Comme tous ses autres disques, dont le superbe The same but by different mean, Yves Jarvis propose avec The Zug une réflexion sur les sentiments qui nous animent, ainsi que sur les relations que nous entretenons avec les autres (et avec nous-mêmes). Humble, sans grandiloquence (il aurait aisé d’être grandiloquent tant son disque aurait pu se le permettre), il propose un album complexe mais d’une incroyable beauté. Il suffit, pour cela, d’éteindre un peu tous les perturbateurs endocriniens de la pensée dominante et écrasante. Autrement dit, mettez juste le disque sur votre platine, fermez les yeux et embarquez vous dans l’univers de The zug sans vous ménager. Sa beauté devrait vous terrasser, aussi certainement qu’elle nous a ébranlé.

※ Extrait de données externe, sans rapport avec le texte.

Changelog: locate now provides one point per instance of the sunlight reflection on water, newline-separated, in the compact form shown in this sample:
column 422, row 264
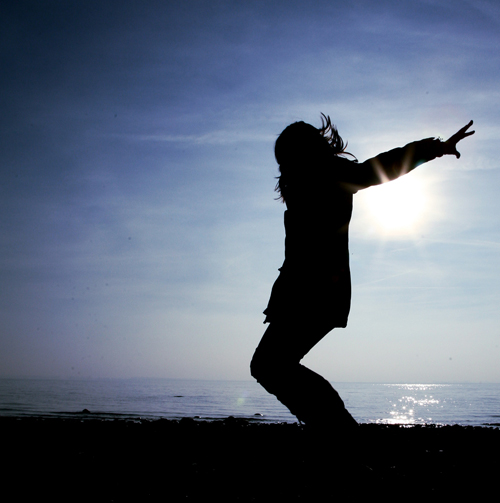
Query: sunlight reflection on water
column 417, row 405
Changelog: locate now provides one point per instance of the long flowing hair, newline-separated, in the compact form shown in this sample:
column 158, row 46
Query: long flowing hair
column 298, row 142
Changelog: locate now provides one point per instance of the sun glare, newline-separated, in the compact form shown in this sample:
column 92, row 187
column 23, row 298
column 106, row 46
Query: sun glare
column 397, row 207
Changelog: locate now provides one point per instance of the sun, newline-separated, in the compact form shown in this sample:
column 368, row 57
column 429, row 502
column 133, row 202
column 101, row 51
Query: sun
column 397, row 207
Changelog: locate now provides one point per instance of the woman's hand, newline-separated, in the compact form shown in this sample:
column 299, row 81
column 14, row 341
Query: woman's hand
column 450, row 145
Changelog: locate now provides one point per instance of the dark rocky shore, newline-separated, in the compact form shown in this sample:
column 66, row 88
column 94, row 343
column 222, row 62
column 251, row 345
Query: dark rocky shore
column 234, row 460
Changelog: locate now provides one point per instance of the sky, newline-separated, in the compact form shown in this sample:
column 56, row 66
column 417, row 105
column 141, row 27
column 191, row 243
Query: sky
column 140, row 235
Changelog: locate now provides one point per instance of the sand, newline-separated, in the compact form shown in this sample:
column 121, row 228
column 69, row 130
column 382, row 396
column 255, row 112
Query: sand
column 235, row 460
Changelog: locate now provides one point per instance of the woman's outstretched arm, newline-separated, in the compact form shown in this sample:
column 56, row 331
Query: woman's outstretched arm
column 399, row 161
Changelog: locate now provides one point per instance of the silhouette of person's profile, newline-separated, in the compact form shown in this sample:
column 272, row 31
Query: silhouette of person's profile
column 312, row 294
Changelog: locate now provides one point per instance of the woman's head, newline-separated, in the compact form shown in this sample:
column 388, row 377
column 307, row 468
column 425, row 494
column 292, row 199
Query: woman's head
column 301, row 145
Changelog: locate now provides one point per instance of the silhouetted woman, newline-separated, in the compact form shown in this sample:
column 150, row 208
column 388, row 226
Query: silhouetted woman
column 312, row 294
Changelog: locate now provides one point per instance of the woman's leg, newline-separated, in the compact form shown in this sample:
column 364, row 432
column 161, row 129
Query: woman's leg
column 276, row 367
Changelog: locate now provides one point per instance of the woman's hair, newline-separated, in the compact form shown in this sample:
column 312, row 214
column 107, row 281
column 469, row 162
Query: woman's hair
column 300, row 144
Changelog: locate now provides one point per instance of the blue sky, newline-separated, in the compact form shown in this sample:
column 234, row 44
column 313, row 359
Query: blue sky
column 140, row 235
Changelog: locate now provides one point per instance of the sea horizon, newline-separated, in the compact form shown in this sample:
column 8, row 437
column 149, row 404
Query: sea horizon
column 174, row 398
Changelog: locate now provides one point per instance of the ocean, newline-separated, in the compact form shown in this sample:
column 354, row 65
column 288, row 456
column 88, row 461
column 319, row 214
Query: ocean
column 440, row 404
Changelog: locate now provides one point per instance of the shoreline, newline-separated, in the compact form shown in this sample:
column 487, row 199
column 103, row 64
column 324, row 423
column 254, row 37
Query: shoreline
column 79, row 459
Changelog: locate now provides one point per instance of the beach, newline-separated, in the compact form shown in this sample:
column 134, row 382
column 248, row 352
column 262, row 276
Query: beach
column 84, row 459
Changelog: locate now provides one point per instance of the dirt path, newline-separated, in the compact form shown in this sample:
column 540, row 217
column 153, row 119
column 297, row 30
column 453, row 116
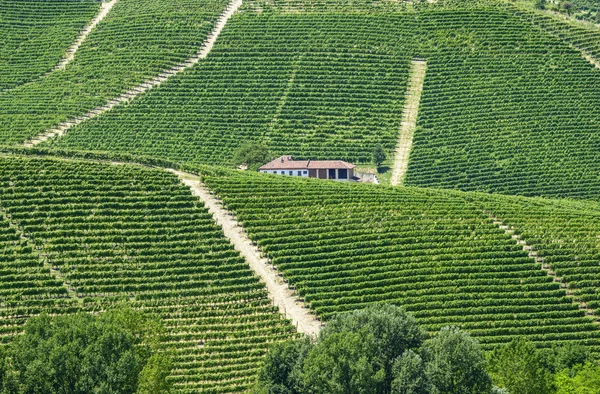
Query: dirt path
column 71, row 291
column 289, row 304
column 409, row 120
column 284, row 96
column 70, row 54
column 205, row 49
column 543, row 265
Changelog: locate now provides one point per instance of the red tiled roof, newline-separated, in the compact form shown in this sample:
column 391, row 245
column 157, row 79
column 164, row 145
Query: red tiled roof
column 288, row 163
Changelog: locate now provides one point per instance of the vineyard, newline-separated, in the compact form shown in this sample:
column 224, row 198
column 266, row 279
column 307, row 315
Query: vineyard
column 314, row 87
column 35, row 35
column 346, row 246
column 93, row 214
column 513, row 112
column 493, row 113
column 83, row 236
column 137, row 40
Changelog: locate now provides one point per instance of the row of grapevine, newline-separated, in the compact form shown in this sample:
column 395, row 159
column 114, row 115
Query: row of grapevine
column 137, row 40
column 344, row 246
column 583, row 36
column 122, row 233
column 36, row 34
column 494, row 115
column 358, row 6
column 311, row 86
column 564, row 233
column 505, row 108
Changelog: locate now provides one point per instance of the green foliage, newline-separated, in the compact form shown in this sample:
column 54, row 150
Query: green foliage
column 519, row 367
column 394, row 331
column 84, row 354
column 585, row 379
column 252, row 155
column 409, row 375
column 122, row 232
column 376, row 351
column 35, row 35
column 437, row 253
column 136, row 41
column 153, row 377
column 379, row 155
column 455, row 363
column 343, row 363
column 310, row 88
column 282, row 368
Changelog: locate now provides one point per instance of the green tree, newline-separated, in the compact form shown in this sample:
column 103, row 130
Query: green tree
column 379, row 155
column 251, row 154
column 342, row 363
column 455, row 363
column 568, row 6
column 409, row 375
column 153, row 378
column 394, row 331
column 586, row 380
column 282, row 369
column 519, row 367
column 82, row 354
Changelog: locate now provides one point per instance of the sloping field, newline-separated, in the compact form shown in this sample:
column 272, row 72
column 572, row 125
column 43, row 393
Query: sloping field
column 36, row 34
column 313, row 86
column 515, row 112
column 565, row 234
column 347, row 246
column 505, row 108
column 119, row 233
column 137, row 40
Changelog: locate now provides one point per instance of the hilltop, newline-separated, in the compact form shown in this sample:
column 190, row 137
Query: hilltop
column 119, row 125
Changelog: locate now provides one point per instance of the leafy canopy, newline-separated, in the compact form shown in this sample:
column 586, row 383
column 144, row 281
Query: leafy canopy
column 377, row 350
column 115, row 353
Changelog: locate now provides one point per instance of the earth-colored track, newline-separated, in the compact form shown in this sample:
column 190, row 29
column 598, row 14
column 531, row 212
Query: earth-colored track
column 205, row 49
column 409, row 120
column 289, row 304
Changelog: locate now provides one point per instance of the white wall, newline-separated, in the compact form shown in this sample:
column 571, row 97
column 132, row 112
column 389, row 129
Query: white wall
column 303, row 173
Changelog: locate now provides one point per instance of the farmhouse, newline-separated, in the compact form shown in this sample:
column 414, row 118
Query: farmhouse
column 326, row 169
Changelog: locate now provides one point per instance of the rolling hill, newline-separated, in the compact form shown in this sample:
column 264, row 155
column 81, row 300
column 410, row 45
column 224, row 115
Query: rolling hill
column 494, row 229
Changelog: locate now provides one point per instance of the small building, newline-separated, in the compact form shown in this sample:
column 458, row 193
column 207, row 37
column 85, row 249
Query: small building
column 322, row 169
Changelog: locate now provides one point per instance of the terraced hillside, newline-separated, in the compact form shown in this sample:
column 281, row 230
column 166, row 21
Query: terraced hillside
column 347, row 246
column 312, row 86
column 136, row 41
column 516, row 116
column 119, row 233
column 36, row 34
column 494, row 115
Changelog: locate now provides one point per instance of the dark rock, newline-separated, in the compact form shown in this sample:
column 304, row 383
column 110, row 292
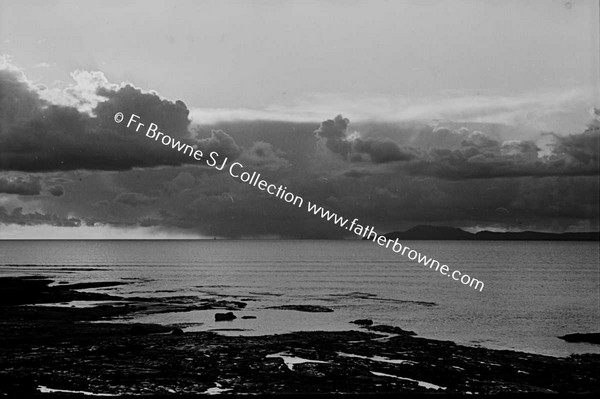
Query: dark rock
column 363, row 322
column 138, row 329
column 303, row 308
column 391, row 330
column 592, row 338
column 224, row 316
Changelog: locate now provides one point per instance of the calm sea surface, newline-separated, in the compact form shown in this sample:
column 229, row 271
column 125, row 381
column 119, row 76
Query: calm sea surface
column 534, row 291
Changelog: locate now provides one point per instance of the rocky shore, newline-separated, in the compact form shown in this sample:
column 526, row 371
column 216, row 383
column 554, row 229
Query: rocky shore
column 75, row 349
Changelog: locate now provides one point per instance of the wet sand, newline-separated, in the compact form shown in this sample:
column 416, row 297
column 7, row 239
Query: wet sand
column 58, row 349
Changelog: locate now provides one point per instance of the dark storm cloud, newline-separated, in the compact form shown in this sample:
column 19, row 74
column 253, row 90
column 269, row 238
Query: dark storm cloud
column 56, row 191
column 482, row 157
column 39, row 137
column 582, row 148
column 263, row 155
column 388, row 175
column 333, row 134
column 21, row 185
column 16, row 216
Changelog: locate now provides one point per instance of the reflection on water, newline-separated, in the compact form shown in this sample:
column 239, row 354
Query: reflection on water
column 534, row 291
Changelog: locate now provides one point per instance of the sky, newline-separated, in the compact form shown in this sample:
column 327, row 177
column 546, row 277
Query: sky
column 473, row 114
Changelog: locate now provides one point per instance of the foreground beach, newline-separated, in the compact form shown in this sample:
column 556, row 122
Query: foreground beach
column 74, row 349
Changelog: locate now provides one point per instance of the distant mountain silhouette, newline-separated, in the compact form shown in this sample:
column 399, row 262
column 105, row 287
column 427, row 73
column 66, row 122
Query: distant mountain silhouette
column 453, row 233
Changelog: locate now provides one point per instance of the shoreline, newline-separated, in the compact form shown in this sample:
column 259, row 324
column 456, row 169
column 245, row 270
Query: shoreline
column 76, row 350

Il faut cependant préciser qu’il faut bien 3 ou 4 écoutes pour commencer à démêler les fils de la pensée d’Yves Jarvis. Certains pourraient même juger l’oeuvre un peu brouillonne. À ceux-ci nous rétorquerons que, tel un architecte, Yves Jarvis agence ses idées au millimètre, toujours dans un but ultime de restitution au plus près du vécu. Alors, il conviendra aux dubitatifs de concéder à un petit effort, effort qui trouve sa récompense dans tout ce que le disque fait naître en nous.

LE titre de The Zug

Petit crush pour Enemy. Pour son apparente simplicité. Reposant sur quelques bidouilles R2D2esques en base musicale, reposant sur une rythmique elle aussi légèrement « robotique », Jarvis pose sa voix, plus belle que jamais. Un côté très organique se ressent sur le choix des tessitures sonores, sur les cut-up qui nous placent dans un dynamisme très dansant. Le titre, parmi les plus courts du disque avec ses 2 minutes et 20 secondes laisse pourtant une forte empreinte sur nous. Et révèle assez fidèlement la patte Jarvis, entre instantanéité pop et expérimentation douce. Notons aussi la mention très bien au titre Stitchwork, monumental lui aussi, dans un genre plus intimiste (et mélancolique).